BED is thought to be the most common eating disorder in the US, affecting at least a few million individuals. It often involves binge-eating episodes without the purging of bulimia, and is typically linked to obesity. The bingeing person has a sensation of losing control over eating, therefore he or she continues to eat beyond the usual point of feeling satiated.

Cravings for particular meals precede BED episodes. In a 2018 study using mouse and human experiments, Halpern and colleagues discovered evidence that specific low-frequency electrical activity in the nucleus accumbens emerges shortly before these cravings—but not before normal, non-binge eating. The researchers stimulated the nucleus accumbens in mice to disrupt craving-related activity whenever it happened, and they discovered that the mice ate considerably less of a tasty, high-calorie meal that they would have otherwise gorged themselves on.

The device used by the researchers to capture signals from and stimulate the mice’s brains is commercially accessible and authorized for the treatment of drug-resistant epilepsy. It is surgically implanted under the scalp, with wires extending through the skull to each brain hemisphere’s nucleus accumbens.

The new study was a preliminary test of the same device and strategy in human subjects. Halpern’s team fitted each of two severely obese BED patients with the brain-stimulation devices, and, for six months, recorded signals from the devices. At times, the patients were in the laboratory, presented with buffets of their favorite foods—fast-food and candy were common items—but mostly they were at home going about their daily routines. The researchers could film the patients’ binge-eating episodes in the lab, and when the patients were at home, they self-reported the times of their episodes. The scientists observed that, as in their prior study, a distinctive low-frequency signal in the nucleus accumbens appeared in the seconds before the patients’ first bites of their binge meals.

In the next phase of the study, the brain-stimulation devices automatically delivered high-frequency electrical stimulation to the nucleus accumbens whenever the low-frequency craving-associated signals occurred. During this six-month interval, the patients reported sharp reductions in their feelings of loss-of-control, and in the frequencies of their bingeing episodes—each also lost more than 11 pounds. One of the subjects improved so much that she no longer met criteria for binge-eating disorder. There appeared to be no significant adverse side-effects.

“This was a beautiful demonstration of how translational science can work in the best of cases,” said study co-lead author Camarin Rolle, PhD, a postdoctoral researcher with Halpern’s group.

The scientists have continued to follow the subjects for another six months, and have begun enrolling new patients for a larger study. They note that, in principle, the same treatment approach could be applied to other loss-of-control-related disorders including bulimia.

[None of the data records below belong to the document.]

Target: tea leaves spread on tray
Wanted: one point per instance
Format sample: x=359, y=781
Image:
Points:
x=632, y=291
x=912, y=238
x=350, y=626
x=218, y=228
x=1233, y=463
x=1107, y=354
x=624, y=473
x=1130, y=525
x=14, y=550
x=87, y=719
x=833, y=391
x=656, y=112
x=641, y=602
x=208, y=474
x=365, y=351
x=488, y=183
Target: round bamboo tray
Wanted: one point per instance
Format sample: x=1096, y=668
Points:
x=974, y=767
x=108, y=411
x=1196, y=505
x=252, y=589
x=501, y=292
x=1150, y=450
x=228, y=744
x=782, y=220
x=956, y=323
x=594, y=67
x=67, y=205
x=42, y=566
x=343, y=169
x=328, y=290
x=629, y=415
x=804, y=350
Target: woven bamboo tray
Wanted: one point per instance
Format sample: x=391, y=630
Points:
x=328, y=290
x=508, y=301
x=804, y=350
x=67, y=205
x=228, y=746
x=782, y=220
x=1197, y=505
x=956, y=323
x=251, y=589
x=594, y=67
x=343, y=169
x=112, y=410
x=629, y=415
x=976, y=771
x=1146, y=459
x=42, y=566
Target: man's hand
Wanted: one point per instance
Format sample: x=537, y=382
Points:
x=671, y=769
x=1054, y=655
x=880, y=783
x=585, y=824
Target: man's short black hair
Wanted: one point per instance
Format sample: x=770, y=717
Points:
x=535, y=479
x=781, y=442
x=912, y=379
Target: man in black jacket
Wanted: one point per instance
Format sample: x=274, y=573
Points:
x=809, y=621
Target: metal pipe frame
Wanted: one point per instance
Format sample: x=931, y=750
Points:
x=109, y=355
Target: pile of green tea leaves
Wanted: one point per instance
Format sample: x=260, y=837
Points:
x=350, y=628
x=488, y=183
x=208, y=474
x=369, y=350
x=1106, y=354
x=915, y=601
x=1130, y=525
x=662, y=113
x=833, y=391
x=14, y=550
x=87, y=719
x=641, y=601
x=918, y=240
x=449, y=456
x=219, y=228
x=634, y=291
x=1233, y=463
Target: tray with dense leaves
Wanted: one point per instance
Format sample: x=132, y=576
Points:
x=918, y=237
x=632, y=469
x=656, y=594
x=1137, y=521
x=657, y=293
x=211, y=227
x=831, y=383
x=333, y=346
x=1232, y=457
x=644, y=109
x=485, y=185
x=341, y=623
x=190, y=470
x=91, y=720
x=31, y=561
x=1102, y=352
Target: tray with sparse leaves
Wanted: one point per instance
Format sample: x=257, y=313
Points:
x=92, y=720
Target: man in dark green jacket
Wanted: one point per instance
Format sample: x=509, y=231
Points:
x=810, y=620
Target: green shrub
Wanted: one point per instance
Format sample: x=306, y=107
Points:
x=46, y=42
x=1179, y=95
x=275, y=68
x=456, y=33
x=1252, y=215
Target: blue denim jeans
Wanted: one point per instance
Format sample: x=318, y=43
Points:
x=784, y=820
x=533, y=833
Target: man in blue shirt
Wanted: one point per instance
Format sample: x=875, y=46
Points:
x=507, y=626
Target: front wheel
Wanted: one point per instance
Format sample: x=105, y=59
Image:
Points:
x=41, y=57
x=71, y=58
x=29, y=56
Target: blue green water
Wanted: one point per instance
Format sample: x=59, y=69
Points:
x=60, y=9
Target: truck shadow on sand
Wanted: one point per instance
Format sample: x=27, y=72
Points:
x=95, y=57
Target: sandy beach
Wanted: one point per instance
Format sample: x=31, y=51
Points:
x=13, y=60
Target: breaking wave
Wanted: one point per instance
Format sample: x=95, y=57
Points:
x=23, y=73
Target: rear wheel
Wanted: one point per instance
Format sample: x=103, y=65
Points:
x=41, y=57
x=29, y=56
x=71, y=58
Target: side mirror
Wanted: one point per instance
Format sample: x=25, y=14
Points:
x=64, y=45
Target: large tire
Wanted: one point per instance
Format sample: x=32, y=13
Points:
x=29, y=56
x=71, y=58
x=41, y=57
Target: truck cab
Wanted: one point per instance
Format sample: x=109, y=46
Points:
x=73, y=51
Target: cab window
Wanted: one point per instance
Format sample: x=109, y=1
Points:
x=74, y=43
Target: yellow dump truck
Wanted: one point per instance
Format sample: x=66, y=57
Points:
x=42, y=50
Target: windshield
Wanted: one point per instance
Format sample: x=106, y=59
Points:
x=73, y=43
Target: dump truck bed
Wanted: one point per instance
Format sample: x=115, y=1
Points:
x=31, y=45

Reference: “Pilot study of responsive nucleus accumbens deep brain stimulation for loss-of-control eating” by Rajat S. Shivacharan, Camarin E. Rolle, Daniel A. N. Barbosa, Tricia N. Cunningham, Austin Feng, Noriah D. Johnson, Debra L. Safer, Cara Bohon, Corey Keller, Vivek P. Buch, Jonathon J. Parker, Dan E. Azagury, Peter A. Tass, Mahendra T. Bhati, Robert C. Malenka, James D. Lock and Casey H. Halpern, 29 August 2022, Nature Medicine.
DOI: 10.1038/s41591-022-01941-w

The study was funded by the National Institutes of Health.